I am a resident physician in neurosurgery, working with the Mayfield Clinic. As part of my residency, I have rotations at different hospitals around Cincinnati where I get different experiences, work with different attendings, and learn about different aspects of my field. July 1st marked the transition from my second to third year of residency, and with that transition I was set to move from Christ Hospital to Children’s Hospital. To be honest, I was dreading the move. Not only had I developed a nice rhythm at Christ and was really enjoying the faculty and staff, but I also had experienced Children’s Hospital during my intern year and was anticipating a hostile and laborious rotation. In essence, I was facing the transition from a friendly private practice environment to the chaos of a level-1 trauma center.
I spent the morning of Sunday June 31 lamenting my situation to my mentor, Kathy, with whom I meet every couple weeks. I knew the transition was the required next step in my residency training, but knowing that didn’t help alleviate the anxiety. We finished our meeting with a prayer for peace, but I knew 6am the next morning, July 1st, would come no matter what. I was praying for peace, but by no means was I feeling it. Kathy and I proceeded to join my church’s prayer team at the 10 o’clock service that morning, and this is where an amazing thing happened.
A little girl and her dad approached us at the front of the auditorium. They were coming to seek out a special prayer for the little girl. She was five years old, and had already undergone many surgeries and spent many nights in the hospital in her short five years. That Sunday, she was embarking on another surgery and another hospital stay later that week. She and her dad were hoping the prayer team could pray for her, and for her protection, and for the surgeons and nurses and staff who would be caring for her. As it turns out, the surgery she was set to have was a reconstructive surgery to her skull, to be performed by my attending doctor, and, as it turns out, me. With my transition to Children’s Hospital, I was going to be the resident assisting on her surgery. And I was going to be the resident caring for her during her hospital stay. This little girl and her dad were asking for a prayer of protection for her, but also a prayer of skill and knowledge and clarity for me.

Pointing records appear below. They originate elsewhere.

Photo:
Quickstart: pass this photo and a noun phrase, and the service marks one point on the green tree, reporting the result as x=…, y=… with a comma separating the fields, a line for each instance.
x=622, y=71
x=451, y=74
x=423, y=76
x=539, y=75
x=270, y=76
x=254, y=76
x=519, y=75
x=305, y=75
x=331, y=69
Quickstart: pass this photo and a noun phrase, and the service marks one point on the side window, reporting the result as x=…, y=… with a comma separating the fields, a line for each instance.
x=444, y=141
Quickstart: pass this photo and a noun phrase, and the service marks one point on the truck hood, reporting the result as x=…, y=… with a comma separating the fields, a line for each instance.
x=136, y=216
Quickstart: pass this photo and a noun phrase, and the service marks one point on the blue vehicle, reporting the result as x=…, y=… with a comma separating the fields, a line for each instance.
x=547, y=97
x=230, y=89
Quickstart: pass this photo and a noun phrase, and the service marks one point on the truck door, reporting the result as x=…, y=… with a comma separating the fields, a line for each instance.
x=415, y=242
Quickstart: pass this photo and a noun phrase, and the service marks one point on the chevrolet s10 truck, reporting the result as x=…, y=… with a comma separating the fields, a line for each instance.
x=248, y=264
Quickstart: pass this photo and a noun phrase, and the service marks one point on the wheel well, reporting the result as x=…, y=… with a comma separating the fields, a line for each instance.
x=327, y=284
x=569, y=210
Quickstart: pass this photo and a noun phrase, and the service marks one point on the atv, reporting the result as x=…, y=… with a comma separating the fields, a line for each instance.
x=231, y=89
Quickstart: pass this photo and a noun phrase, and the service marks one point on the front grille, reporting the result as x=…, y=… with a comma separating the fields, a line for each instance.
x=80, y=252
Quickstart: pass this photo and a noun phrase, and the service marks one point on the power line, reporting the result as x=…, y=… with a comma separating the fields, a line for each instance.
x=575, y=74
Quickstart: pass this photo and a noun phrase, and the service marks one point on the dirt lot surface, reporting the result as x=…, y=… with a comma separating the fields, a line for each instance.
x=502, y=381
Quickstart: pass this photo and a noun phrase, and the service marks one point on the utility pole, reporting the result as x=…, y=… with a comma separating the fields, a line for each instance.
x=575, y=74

As we kneeled down to surround Audrey for our prayer, I was overwhelmed by what I thought was coincidence. But as Kathy prayed, the little girl gravitated towards me, and by the end of the prayer, she was hugging me with open arms. In that moment I realized that God had sent me a messenger to relieve my anxiety and remind me that embarking on my rotation at Children’s Hospital was exactly where God intended me to be.
The little girl needed me to be with her that Tuesday, and she reminded me to trust in God’s plan. In surrendering my anxiety to God, he sent me a messenger to remind me that my job transition was all part of the greater plan for bringing his Kingdom to earth. (To think I had been fearful of an opportunity to be God’s hands!) I was supposed to be her guardian in the operating room that day, and she was supposed to deliver to me God’s message of peace.
I went home that day overcome by a sense of calmness. It was as if God had covered me in a protective cloak, free from anxiety and fear. I no longer was lamenting my transition, but rather I was excited for the new experience and new opportunities ahead. All it took was a little girl reminding me to listen for God’s voice, trust in his plan, surrender my own, and willfully obey.